Just add the following lines to the config on both mail servers and restart, please note you must already have a running SSL configuration for your mail servers before attempting this as we will be using the same certificates that are being used for regular IMAPS

service doveadm {
  inet_listener {
    port = 4000
    ssl = yes # ADD THIS LINE
  }
}

Now once we have done that, we just need to change the following block a little higher up in the same file,

plugin {
  replication_sync_timeout = 2
  mail_replica = tcp:mail1.example.com:4000 # CHANGE THIS LINE, USE THE HOSTNAME IN SSL CERT
}

We will be adding a single character to this line where we will be changing tcp to tcps

For example:

plugin {
  replication_sync_timeout = 2
  mail_replica = tcps:mail1.example.com:4000 # CHANGE THIS LINE, USE HOSTNAME IN SSL CERT
}

You may now restart both servers, please note configuration changes I have demonstrated here must be the same on BOTH servers.

systemctl restart dovecot

Now check your /var/log/mail.log and you should see that mail is beginning to sync over SSL

Using LetsEncrypt??

Dovecot Dsync can have issues when using LetsEncrypt certificates, as the certificates need to include each server you use in your cluster.
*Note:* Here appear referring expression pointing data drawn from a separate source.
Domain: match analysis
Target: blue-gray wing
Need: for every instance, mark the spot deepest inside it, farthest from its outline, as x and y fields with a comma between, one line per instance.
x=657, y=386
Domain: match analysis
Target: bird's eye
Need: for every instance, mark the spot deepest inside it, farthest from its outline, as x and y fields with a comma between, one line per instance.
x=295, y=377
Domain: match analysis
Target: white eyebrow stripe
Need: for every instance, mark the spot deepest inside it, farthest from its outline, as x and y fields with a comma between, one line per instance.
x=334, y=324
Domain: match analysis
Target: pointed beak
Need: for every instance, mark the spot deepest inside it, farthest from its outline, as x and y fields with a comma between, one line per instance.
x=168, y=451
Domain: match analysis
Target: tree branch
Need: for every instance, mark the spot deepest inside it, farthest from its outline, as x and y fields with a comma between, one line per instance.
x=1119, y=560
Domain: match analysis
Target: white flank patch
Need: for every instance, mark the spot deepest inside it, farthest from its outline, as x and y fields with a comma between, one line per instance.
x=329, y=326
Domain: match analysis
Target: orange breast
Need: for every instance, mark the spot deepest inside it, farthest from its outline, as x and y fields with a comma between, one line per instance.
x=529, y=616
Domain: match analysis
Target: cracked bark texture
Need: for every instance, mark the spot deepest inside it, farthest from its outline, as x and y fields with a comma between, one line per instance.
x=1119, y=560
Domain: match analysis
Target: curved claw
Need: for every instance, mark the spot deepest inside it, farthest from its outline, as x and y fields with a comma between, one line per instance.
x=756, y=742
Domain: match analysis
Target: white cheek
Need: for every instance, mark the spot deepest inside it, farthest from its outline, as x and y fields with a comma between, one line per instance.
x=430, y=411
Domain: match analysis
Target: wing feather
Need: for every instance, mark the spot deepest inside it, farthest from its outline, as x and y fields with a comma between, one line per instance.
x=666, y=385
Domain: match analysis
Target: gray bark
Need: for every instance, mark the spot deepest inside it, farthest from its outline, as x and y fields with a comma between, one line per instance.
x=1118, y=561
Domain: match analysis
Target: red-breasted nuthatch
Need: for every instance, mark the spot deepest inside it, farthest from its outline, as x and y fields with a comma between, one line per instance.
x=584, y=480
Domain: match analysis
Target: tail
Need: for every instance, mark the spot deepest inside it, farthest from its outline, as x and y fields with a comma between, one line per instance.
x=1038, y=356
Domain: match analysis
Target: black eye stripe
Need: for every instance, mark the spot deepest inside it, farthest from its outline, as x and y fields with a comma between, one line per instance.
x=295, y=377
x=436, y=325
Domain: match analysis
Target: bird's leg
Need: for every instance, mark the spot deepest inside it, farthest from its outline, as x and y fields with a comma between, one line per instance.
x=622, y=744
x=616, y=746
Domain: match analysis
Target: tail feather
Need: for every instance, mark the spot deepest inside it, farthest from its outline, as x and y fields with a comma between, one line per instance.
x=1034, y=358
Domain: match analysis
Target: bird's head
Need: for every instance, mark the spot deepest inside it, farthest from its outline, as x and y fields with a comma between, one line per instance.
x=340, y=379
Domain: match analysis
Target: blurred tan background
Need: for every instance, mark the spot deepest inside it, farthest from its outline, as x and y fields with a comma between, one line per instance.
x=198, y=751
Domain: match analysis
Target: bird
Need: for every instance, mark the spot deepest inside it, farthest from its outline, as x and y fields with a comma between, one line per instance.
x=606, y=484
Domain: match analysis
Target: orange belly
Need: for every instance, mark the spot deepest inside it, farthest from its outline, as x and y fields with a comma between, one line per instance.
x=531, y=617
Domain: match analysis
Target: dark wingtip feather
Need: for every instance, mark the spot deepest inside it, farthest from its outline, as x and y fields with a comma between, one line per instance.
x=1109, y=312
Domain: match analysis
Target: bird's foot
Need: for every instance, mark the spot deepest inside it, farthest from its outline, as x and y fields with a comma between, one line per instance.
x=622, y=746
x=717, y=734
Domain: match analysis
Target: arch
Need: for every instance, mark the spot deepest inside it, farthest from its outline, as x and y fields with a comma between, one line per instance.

For example say we have two servers in our mail cluster,

1.0.0.1 (mail1.example.com) 1.0.0.2 (mail2.example.com)

Our LetsEncrypt certificate will need to include the following domains in the certificate, as such:

certbot certonly -d mail.example.com -d mail1.example.com -d mail2.example.com

However whilst this command looks like it would work easily, since mail1 & mail2 sub-domains are pointing to different servers we cannot issue the certificate and have it properly validated since certbot will only run a HTTP auth server on one of our servers (our master).

This is the error you would be receiving in this case:

Error: doveadm server disconnected before handshake: SSL certificate doesn't match expected host name mail1.example.com: did not match to any IP or DNS fields

But there’s a solution!

If we instead use DNS Auth instead of HTTP Auth with certbot we can achieve the desired certificate including all servers in our cluster, this is also beneficial as without this we would require a multiple certificates for each server without this.

To accomplish this we are going to need to have our domains setup at CloudFlare and an extension for certbot,

Let’s start by installing our cloudflare extension for certbot.

apt -y install python3-certbot-dns-cloudflare

Now, create a folder to store our cloudflare API key, unfortunately the cerbot extension doesn’t currently support API Tokens, so we will need our Global API key in order to do this.

mkdir -p /etc/cloudflare/
touch /etc/cloudflare/cloudflare.ini

Now we need to populate our cloudflare.ini with the API keys, just change the email and set the Global API key as such:

cat <<EOF > /etc/cloudflare/cloudflare.ini
dns_cloudflare_email = [email protected]
dns_cloudflare_api_key =  CF GLOBAL API KEY HERE
EOF

Now in order to keep our API keys secure we need to set appropriate permissions on them as such ->

chown -R root:root /etc/cloudflare/cloudflare.ini
chmod -R 600 /etc/cloudflare/cloudflare.ini

That should keep our keys locked down in our system, however there is some ways available to run cerbot as a non-root user so please look into this, as it’s far more secure, however I have left root here since it will be the default setup for most people.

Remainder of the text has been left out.